No conto de Borges, a técnica é a mesma. A partir da tomada do controle pelo outro, a estadia do protagonista no sanatório é interrompida pela breve trama épica. Borges dá indícios da duplicidade, como a semelhança do funcionário da venda com o do sanatório, a ausência de detalhes específicos na viagem, que é cercada por lembranças genéricas ― como um borrão da memória do personagem. A clara indiferença do protagonista aos detalhes da viagem, sua incapacidade em questionar a estranha parada do trem antes da estação final, demonstram a irreversibilidade dos fatos, sua falta de controle sobre o destino, como num sonho. Esta jornada ao âmago tem início na internação e se encerra nela, quando Dahlmann, no final, imagina que a morte no duelo seria uma libertação para ele, na primeira noite na clínica, quando lhe cravaram a agulha. Borges é mais sutil que Bierce: o final de sua história é aberto, a morte do protagonista não é apresentada e todos os elementos que indicariam o duplo são apenas indícios, tornando qualquer interpretação, transitória.

Qual a importância de "O Sul"? Para Borges, este talvez tenha sido seu melhor conto, opinião compartilhada por Harold Bloom. Sua estrutura é aberta, comporta as mais diversas interpretações (o leitor pode constatar isso através de uma simples busca no Google), além de identificar as características mais importantes da literatura do autor, como a presença constante de reflexões filosóficas, a construção minuciosa de camadas e subtextos, tudo revelando um gênio preocupado com o tratamento universal dos temas e a necessidade da criatividade suplantar as frivolidades realistas.

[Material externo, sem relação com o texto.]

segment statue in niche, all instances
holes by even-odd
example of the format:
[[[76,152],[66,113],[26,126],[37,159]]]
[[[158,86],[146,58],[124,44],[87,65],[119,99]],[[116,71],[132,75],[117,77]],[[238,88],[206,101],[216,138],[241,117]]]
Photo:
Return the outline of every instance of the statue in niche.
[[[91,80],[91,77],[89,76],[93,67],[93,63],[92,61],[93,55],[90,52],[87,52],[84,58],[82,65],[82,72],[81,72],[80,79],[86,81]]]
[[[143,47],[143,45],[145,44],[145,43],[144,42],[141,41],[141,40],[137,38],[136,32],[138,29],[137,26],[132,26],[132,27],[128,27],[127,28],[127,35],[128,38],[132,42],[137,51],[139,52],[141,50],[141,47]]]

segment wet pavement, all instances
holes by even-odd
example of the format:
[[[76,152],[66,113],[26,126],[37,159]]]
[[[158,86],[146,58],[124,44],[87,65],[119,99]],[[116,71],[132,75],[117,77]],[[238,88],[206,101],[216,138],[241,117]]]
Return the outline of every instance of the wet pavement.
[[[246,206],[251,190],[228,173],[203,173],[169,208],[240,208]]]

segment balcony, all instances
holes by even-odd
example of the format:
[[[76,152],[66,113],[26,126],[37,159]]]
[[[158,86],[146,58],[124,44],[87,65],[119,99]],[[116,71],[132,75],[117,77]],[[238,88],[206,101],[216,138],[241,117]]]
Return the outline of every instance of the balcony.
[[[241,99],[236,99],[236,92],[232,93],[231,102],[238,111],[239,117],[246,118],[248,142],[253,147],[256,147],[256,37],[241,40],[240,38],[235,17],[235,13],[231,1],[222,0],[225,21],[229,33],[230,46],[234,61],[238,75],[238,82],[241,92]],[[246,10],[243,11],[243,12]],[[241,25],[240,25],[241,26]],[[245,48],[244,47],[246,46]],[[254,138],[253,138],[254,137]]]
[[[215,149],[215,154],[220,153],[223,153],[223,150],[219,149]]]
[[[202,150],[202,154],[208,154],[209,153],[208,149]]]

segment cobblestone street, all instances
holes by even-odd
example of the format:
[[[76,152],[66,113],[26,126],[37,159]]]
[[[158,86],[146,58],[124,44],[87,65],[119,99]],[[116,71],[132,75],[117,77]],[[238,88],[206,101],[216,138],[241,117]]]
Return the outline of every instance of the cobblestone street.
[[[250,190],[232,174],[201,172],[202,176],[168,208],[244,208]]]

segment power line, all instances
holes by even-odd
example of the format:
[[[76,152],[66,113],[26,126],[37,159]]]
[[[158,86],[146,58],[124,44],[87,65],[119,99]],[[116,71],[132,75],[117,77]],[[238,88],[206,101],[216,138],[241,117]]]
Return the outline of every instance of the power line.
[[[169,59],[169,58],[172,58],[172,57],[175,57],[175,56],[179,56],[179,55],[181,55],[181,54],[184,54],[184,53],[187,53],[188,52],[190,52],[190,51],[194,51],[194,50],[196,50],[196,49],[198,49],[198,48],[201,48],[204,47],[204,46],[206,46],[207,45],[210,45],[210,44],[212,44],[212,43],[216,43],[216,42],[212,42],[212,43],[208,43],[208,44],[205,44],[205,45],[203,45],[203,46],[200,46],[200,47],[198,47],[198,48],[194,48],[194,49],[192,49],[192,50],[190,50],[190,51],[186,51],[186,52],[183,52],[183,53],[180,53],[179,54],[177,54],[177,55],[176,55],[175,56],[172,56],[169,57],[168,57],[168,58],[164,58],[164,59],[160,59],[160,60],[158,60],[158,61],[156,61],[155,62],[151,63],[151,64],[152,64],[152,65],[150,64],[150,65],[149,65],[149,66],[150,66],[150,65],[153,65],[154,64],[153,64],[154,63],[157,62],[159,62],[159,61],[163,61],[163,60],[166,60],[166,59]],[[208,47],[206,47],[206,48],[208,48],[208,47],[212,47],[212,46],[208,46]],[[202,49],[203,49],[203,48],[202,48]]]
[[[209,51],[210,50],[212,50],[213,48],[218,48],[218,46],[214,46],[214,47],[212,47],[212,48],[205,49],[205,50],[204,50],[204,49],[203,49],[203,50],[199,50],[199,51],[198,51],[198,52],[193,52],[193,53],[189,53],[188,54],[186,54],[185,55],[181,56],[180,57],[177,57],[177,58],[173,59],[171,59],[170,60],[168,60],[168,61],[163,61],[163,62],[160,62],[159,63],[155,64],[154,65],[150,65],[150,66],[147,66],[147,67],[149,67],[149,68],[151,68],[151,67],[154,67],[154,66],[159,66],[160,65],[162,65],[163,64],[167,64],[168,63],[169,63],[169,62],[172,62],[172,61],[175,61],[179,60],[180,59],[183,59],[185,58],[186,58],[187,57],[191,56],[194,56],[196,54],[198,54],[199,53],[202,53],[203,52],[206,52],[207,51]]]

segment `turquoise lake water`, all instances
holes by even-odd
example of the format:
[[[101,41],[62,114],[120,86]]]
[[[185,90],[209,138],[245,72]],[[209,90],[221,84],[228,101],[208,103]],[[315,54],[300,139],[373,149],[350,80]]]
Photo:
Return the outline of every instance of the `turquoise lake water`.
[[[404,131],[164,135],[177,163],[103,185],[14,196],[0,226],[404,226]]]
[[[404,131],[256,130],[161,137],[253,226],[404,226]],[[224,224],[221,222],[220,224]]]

É no mínimo estranho constatar que um autor deste porte, como Machado de Assis, tenha sido acusado de trair sua cultura, sua pátria, por supostamente fugir das tradições locais. Seu melhor conto é autobiográfico e representa o gaúcho tradicional da Argentina, numa perspectiva digna, coberta de heroísmo, afinal, mesmo não sabendo manejar uma adaga, Dahlmann não desiste do duelo.

Uma história com tantas qualidades deixa viva a seguinte indagação: É possível uma nação renegar a nacionalidade a um homem que representou a própria morte numa peleja, como um dos seus?